Reputation: 169
The lists ( 2 o more) to compare with the DataFrame (column A) can change depending tha data of the column B
df = pd.DataFrame({'A': [['10', '20', '30', '40'],['50', '60', '70', '80'],['90','100','110','120'],'B': ['X','Y','Z']})

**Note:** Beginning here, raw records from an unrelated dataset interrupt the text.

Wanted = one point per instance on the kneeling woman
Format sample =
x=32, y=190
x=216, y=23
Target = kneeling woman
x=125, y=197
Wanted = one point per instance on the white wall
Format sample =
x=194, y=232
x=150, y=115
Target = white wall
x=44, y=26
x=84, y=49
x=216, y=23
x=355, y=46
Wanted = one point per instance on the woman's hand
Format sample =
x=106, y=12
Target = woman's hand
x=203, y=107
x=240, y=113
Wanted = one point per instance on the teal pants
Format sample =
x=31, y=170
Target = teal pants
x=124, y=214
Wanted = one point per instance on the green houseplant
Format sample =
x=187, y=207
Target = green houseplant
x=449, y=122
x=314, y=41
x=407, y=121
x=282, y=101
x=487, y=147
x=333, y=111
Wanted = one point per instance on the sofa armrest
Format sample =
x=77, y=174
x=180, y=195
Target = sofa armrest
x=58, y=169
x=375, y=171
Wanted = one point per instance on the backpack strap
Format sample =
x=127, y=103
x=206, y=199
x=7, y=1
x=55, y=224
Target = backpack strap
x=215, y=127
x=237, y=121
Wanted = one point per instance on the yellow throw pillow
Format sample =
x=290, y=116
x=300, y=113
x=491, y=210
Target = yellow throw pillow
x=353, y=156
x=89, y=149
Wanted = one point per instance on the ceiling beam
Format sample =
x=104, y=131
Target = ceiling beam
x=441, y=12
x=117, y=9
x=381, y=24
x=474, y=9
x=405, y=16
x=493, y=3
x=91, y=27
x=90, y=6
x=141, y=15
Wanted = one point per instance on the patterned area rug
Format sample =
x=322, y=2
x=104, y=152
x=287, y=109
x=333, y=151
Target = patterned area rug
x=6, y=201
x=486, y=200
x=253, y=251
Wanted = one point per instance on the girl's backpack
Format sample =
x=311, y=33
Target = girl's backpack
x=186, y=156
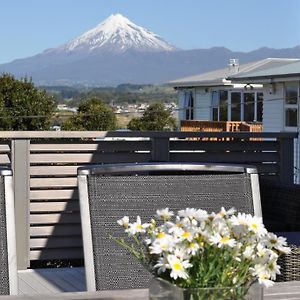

findA = ['10','25', '20','35']
findB = ['60','85]
.
.
.
findX
A B
0 [10, 20, 30, 40] X
1 [50, 60, 70, 80] Y
2 [90, 100, 110, 120] Z
This will be the desired behavior
If the data of column B is 'X' then compare findA list with column A and add the diference (findA) to the column C
If the data of column B is 'Y' then compare findB list with column A and add the diference (findB) to the column C
else NaN
A B C
0 [10, 20, 30, 40] X ['25','35']
1 [50, 60, 70, 80] Y ['85']
2 [90, 100, 110, 120] Z NaN
Thanks in advance
Upvotes: 0
Views: 33
Reputation: 862761
For improve performance is filtered rows and processing only matched values by masks, then is created new column by DataFrame.loc
with difference of sets:
m1 = df['B'].eq('X')
df.loc[m1, 'C'] = df.loc[m1, 'A'].apply(lambda x: list(set(findA) - set(x)))
m2 = df['B'].eq('Y')
df.loc[m2, 'C'] = df.loc[m2, 'A'].apply(lambda x: list(set(findB) - set(x)))
print (df)
A B C
0 [10, 20, 30, 40] X [35, 25]
1 [50, 60, 70, 80] Y [85]
2 [90, 100, 110, 120] Z NaN
More dynamic solution:
d = {'X': findA, 'Y': findB}
for k, v in d.items():
m = df['B'].eq(k)
df.loc[m, 'C'] = df.loc[m, 'A'].apply(lambda x: list(set(v) - set(x)))
print (df)
A B C
0 [10, 20, 30, 40] X [35, 25]
1 [50, 60, 70, 80] Y [85]
2 [90, 100, 110, 120] Z NaN
Solution with numpy.select
is possible, but here apply
processing all values, so if large data it should be slowier:
m1 = df['B'].eq('X')
m2 = df['B'].eq('Y')
a = df['A'].apply(lambda x: list(set(findA) - set(x)))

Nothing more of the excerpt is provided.